The analysis on early- stage tech entrepreneurial landscape in India, as per the 10K Start-ups initiative reveals that a substantial number of Start-ups are already focussing on the emerging industry verticals like Education/ skill development (25 per cent), Retail (18 per cent) and Healthcare (11 per cent). The growing focus on these verticals will foresee unlikely opportunities going forward.
While talking about “Aadhaar” as a new opportunity for start-ups, the leaders mentioned that Aadhaar ID can be used as a very powerful instrument, unveiling innovative opportunities for start-ups in the form of an app-ecosystem built around Aadhaar identification cards. It will provide a whole new platform for building apps and will try to remove inefficiencies in the system.
According to them, the role of Government is important to help jumpstart the start-up ecosystem. Funding and other investment schemes should be accelerated by the Government, wherever possible. However, unlike US, while in India, it is little risky for the Government to fund specific businesses, Government has other different kinds of important roles in enabling the start-up ecosystem. Some important areas involve right set of infrastructure, offering platforms and other supportive enablers to promote the start-up activity.
Focussing on the qualities of an entrepreneur, Mr Khosla mentioned that “Open mindedness” is an important attribute to look for in an entrepreneur. It is fine to be really good at one or two things and keep questioning yourself to explore things which are unknown. Persistence is another important quality of a successful entrepreneur.
While discussing the attractiveness of India in this economic scenario, Mr. Khosla mentioned that “India is the best destination to be in for the long-term investors”. According to him, a short-term view would throw up at least 10 reasons for not investing in India, however a long term perspective looks promising.
Over a five to ten year perspective, India is betting huge opportunities for healthcare, education and infrastructure sectors and will foresee a huge entrepreneurial activity. India has a reasonable portion of literate community, democracy, and platform to boost private entrepreneurs, many of the qualities, which investors do not find in China, makes India more attractive for investment purposes.
“Corruption, bureaucracy, infrastructure problems are prevalent in all the emerging economies,” Mr. Khosla said. “The best way to tackle corruption is to take the human interface out of the system. “A combination of Aadhaar and e-governance will be great for the people.” He also emphasized how Aadhaar with systemic solutions can help solve these problems in the country.

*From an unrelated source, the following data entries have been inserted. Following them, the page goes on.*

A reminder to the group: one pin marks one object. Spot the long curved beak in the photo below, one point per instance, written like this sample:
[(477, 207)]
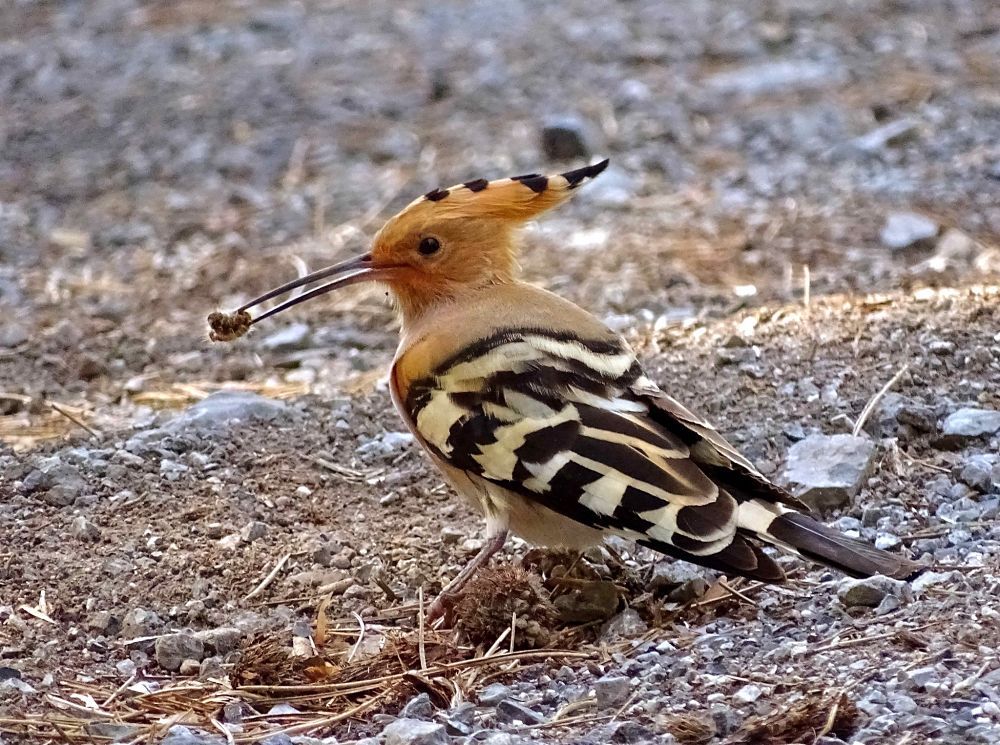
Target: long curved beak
[(350, 272)]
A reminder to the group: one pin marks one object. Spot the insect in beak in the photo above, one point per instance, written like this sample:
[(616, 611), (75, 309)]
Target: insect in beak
[(229, 326)]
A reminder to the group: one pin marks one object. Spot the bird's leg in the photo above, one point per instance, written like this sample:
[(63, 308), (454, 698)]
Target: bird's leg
[(493, 544)]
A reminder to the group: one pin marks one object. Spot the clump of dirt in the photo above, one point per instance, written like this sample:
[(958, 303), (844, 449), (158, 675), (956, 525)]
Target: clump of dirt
[(806, 720), (690, 729), (504, 596), (228, 326)]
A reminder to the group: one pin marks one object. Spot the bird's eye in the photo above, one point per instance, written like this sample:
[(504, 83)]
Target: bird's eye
[(429, 245)]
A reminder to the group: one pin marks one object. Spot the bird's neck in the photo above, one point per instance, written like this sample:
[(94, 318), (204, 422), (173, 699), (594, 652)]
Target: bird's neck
[(419, 304)]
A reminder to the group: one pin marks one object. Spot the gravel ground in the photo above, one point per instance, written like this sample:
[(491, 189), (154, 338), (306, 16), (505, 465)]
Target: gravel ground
[(160, 160)]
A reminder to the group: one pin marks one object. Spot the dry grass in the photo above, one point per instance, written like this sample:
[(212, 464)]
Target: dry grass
[(325, 687)]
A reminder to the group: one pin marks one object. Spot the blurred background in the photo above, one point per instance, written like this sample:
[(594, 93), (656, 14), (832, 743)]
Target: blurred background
[(159, 160), (803, 205)]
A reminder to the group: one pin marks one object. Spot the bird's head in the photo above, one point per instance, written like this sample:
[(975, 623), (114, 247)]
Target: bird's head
[(445, 243)]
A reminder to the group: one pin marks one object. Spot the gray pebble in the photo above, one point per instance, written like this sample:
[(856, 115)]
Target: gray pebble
[(509, 711), (870, 591), (414, 732), (906, 229), (140, 622), (82, 529), (418, 707), (612, 690), (978, 472), (292, 337), (970, 423), (173, 649), (626, 625), (826, 471), (493, 694)]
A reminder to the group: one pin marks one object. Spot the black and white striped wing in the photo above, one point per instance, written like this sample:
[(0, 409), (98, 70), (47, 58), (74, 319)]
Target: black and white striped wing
[(556, 419)]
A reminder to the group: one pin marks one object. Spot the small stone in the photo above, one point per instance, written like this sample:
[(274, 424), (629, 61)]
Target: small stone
[(886, 541), (612, 690), (566, 137), (173, 649), (971, 423), (386, 443), (418, 707), (104, 622), (414, 732), (140, 622), (888, 135), (626, 625), (908, 229), (625, 732), (870, 591), (222, 640), (929, 579), (253, 530), (978, 473), (493, 694), (462, 719), (509, 712), (902, 704), (748, 694), (826, 471), (52, 472), (292, 337), (13, 334), (82, 529), (773, 77), (595, 601), (190, 667)]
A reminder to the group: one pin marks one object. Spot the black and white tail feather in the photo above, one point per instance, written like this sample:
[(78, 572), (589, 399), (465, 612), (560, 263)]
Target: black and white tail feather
[(573, 424)]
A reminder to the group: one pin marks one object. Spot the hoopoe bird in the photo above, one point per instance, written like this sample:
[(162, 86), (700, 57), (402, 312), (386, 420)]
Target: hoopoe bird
[(541, 416)]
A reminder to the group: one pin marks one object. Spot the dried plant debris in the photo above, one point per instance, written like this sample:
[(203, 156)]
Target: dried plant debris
[(228, 326), (691, 729), (499, 597), (806, 720)]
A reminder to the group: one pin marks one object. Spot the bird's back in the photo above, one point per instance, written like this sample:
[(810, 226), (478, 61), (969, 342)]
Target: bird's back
[(526, 398)]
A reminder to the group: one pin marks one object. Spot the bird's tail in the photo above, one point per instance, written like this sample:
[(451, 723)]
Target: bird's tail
[(812, 539)]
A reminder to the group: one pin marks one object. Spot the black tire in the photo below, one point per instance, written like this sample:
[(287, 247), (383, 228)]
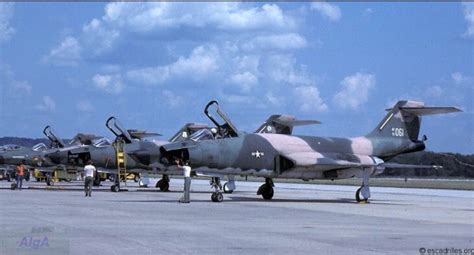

Vinod Khosla also demonstrated the key success factors contributing to the success of Silicon Valley. The ability to constantly reinvent itself is the unique enabler along with combination of diverse innovative minds. If one thing doesn’t work, Silicon Valley has a calibre to invent something different, which is reflected by numerous technology solutions offered in the areas of Healthcare, biotech, renewable energy etc.